On a banked race track, while the largest path has a radius of $175 \mathrm{m}$, the smallest circular path on which cars can move has a radius of $111 \mathrm{m}$ as the drawing illustrates. The height of the outer wall is $16 \mathrm{m}$.

(a) the smallest and

(b) the largest speed at which cars can move on this track without relying on friction.

A racetrack has the shape of an inverted cone as the drawing shows. On this surface, the cars race in circles that are parallel to the ground. For a speed of $34.0 \mathrm{m} {\mathrm{s}}^{-1}$, at what value of the distance $d$ should a driver locate his car if he wishes to stay on a circular path without depending on friction?

A particle of mass $m$ is connected with two inextensible strings $AO$ and $BO$ of equal a lengths $l$. These two strings are finally attached to a vertical rod at points $A$ and $B$ as shown in figure. Distance between $A$ and $B$ is also $l$. The setup is rotated with constant angular speed $\omega$ with rod as the axis.

(a) Find the values of $\omega$ for which the particle remains at point $B$.

(b) Find the range of values of $\omega$ for which tension $\left(T_1\right)$ in the string $AO$ is greater than $mg$ but the other string remains slack.

(C) Find the value of $\omega$ for which tension $\left(T_1\right)$ in string $AO$ is twice the tension $\left(T_2\right)$ in the string $BO$.
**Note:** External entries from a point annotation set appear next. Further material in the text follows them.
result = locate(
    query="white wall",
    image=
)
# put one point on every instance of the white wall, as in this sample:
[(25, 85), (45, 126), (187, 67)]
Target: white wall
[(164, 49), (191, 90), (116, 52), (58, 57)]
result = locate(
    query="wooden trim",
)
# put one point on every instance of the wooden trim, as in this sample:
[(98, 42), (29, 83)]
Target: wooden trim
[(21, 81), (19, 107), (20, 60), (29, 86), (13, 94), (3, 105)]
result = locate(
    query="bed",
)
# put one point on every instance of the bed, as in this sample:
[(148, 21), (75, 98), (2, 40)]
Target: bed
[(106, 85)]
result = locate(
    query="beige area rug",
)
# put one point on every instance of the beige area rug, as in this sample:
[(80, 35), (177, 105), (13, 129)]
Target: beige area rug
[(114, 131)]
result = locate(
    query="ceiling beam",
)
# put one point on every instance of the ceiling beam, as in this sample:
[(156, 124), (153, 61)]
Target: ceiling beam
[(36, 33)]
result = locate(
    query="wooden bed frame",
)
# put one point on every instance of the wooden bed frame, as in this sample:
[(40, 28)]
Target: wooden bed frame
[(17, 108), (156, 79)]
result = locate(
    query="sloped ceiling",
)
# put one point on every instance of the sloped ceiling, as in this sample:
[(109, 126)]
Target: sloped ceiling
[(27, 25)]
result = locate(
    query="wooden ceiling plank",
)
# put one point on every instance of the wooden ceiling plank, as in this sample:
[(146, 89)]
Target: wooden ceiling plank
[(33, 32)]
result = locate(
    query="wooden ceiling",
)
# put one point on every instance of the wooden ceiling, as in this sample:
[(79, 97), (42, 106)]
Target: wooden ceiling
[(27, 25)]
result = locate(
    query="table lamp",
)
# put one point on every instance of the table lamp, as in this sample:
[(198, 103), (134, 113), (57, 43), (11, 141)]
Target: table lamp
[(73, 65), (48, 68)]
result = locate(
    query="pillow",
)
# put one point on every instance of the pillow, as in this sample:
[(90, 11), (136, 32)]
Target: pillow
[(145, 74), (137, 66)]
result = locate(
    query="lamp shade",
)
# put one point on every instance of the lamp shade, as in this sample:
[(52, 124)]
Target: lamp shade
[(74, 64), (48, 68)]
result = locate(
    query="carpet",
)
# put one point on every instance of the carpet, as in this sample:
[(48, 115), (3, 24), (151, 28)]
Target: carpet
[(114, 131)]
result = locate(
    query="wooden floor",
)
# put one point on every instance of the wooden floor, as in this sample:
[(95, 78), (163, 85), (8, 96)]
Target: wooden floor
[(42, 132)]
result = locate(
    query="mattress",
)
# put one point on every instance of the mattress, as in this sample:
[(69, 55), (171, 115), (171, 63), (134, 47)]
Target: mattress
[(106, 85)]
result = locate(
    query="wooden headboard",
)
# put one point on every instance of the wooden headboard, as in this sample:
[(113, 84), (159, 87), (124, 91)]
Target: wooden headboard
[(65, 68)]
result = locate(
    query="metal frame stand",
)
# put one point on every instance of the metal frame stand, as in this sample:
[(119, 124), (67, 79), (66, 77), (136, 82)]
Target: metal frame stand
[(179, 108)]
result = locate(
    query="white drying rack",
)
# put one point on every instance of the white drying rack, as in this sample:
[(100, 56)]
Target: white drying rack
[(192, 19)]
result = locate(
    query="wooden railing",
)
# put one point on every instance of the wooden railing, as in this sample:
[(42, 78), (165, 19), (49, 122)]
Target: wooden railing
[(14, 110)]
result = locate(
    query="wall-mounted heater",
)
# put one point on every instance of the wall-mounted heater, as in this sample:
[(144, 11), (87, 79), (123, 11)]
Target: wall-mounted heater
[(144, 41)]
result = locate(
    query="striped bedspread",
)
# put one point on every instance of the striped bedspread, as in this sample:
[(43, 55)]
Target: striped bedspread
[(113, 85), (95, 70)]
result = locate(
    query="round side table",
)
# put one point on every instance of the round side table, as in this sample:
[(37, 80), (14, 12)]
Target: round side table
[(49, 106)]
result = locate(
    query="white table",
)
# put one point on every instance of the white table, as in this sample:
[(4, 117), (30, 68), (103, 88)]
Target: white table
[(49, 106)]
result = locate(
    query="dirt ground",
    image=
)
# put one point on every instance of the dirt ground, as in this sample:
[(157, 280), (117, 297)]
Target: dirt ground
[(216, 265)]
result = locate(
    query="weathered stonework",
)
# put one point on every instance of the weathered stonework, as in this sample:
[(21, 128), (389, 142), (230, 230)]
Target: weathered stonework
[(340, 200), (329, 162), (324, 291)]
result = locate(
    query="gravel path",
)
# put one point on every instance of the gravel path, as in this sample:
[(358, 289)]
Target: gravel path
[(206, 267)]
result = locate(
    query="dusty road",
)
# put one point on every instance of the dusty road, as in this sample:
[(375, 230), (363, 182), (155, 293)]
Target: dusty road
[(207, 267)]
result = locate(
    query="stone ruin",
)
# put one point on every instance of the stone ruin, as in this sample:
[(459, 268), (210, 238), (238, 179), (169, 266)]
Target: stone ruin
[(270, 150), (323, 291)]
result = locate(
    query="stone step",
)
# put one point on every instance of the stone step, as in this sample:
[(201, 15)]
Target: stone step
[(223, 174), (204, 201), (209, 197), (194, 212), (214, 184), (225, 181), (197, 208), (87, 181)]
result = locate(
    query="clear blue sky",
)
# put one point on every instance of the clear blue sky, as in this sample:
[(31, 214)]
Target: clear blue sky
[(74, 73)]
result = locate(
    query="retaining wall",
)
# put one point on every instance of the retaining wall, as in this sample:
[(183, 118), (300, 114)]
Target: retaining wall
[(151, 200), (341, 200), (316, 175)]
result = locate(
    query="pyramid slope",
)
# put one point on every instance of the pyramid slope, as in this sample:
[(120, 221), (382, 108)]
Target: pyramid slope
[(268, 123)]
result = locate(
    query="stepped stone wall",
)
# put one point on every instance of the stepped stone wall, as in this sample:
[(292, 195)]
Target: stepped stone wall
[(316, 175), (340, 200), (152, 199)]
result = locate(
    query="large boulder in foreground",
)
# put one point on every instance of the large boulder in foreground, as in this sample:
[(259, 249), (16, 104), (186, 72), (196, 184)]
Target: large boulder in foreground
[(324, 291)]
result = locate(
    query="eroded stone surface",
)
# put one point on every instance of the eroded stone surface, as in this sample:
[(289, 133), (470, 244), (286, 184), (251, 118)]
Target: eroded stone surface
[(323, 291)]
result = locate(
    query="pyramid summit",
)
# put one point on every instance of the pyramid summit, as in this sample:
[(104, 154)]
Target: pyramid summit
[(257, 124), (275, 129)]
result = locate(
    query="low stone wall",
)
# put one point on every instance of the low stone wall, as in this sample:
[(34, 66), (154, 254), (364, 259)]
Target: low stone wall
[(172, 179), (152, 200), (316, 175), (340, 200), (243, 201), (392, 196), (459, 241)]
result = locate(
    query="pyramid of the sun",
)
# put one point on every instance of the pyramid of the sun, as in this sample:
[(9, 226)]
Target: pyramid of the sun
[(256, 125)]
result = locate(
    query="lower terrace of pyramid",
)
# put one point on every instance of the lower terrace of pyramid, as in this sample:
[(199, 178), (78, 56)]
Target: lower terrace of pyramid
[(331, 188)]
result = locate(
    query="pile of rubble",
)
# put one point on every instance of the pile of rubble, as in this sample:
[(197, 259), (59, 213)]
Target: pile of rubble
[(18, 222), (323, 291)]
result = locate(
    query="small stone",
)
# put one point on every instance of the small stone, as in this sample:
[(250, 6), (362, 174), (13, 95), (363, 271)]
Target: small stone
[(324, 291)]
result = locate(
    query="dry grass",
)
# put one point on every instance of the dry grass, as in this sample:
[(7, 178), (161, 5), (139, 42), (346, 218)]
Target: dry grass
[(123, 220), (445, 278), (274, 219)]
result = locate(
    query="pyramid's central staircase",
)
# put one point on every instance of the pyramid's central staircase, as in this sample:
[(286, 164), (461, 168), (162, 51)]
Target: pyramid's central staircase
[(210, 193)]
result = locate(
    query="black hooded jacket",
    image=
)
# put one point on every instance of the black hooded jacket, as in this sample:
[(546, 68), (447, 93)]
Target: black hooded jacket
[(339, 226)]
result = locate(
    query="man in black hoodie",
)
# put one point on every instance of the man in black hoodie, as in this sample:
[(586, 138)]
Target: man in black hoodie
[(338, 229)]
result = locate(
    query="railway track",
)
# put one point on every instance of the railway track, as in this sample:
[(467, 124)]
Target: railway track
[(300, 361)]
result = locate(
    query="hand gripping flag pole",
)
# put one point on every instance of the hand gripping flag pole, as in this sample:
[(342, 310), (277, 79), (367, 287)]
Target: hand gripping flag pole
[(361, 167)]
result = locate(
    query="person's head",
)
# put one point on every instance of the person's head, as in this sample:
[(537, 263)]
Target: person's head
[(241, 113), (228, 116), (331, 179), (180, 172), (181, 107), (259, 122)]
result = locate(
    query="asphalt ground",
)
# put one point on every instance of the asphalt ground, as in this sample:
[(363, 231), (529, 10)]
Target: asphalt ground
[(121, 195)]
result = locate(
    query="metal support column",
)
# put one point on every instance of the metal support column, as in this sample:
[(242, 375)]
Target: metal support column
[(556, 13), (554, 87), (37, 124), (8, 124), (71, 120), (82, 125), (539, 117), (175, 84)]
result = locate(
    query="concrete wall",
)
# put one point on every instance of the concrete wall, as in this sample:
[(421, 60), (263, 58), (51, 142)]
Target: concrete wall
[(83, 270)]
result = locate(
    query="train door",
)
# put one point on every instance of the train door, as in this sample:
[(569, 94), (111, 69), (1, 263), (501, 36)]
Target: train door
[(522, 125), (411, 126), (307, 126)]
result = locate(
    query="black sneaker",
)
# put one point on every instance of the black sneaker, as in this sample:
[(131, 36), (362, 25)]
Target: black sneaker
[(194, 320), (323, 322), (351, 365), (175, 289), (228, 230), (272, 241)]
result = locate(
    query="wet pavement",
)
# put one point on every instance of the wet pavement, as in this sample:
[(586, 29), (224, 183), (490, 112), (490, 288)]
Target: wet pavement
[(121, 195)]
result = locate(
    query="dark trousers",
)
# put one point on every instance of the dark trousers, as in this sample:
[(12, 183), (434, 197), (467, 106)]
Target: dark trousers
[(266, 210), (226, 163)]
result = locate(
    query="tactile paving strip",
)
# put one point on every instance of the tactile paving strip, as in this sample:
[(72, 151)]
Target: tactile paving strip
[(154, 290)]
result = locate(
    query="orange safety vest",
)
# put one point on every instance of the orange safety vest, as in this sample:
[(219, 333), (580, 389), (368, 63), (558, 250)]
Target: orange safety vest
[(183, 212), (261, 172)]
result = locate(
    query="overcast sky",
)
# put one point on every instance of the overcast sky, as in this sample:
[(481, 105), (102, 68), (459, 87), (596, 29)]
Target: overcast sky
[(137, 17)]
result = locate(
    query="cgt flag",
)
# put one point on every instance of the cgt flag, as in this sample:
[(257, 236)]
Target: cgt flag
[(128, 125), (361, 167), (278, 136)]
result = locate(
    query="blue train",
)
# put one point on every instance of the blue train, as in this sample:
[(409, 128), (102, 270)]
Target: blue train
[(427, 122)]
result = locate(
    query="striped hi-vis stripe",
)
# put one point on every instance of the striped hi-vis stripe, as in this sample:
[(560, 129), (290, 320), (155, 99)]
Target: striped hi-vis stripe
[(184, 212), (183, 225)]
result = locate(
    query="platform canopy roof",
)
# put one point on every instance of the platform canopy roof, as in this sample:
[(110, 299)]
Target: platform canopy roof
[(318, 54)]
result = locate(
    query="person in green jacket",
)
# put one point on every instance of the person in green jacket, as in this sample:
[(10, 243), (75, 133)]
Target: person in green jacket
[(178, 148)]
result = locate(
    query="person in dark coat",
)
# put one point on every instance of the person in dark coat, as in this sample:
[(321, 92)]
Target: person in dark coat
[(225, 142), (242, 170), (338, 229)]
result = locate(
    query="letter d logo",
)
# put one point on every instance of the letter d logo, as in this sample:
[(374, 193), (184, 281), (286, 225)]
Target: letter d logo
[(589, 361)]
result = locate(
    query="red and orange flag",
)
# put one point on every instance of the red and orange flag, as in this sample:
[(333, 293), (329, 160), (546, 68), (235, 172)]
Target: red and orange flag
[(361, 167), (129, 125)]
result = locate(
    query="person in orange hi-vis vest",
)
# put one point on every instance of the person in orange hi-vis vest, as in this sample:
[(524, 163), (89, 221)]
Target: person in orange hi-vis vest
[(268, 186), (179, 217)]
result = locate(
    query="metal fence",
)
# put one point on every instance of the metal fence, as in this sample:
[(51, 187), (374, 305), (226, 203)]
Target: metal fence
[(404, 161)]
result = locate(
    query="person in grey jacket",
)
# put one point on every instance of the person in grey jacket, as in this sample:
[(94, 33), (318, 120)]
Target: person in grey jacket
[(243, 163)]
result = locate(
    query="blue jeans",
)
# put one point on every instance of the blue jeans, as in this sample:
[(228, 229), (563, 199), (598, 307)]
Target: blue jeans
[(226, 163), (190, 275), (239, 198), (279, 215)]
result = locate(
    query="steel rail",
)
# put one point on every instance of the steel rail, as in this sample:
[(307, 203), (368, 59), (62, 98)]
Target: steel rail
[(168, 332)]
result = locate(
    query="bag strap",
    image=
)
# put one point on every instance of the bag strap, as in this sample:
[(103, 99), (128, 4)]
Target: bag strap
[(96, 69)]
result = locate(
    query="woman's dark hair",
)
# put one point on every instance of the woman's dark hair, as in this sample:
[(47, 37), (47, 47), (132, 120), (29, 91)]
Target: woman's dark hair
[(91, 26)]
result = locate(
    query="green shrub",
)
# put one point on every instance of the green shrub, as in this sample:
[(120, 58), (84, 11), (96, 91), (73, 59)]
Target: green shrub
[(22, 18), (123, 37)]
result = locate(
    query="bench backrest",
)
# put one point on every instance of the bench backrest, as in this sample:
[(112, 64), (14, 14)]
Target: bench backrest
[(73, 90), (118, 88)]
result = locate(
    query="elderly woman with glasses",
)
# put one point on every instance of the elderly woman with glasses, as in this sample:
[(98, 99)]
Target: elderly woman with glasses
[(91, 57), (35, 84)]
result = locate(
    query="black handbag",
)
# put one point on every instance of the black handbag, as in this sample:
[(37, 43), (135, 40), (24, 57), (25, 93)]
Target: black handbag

A sleeve $A$ can slide freely along a smooth rod bent in the shape of a half circle of radius $R$. The system is set in rotation with a constant angular velocity $\omega$ about a vertical axis $OO\text{'}$. Find the angle $\mathrm{\theta }$ corresponding to the steady position of the sleeve.

A small wedge whose base is horizontal is fixed to a vertical rod as shown in the figure. The sloping side of the wedge is frictionless and the wedge is spun with a constant angular speed $\omega$ about vertical axis as shown in the figure. Find

(a) the value of angular speed $\omega$ for which the block of mass $m$ just does not slide down the wedge, 

(b) the normal reaction on the block by wedge when block does not slip relative to wedge.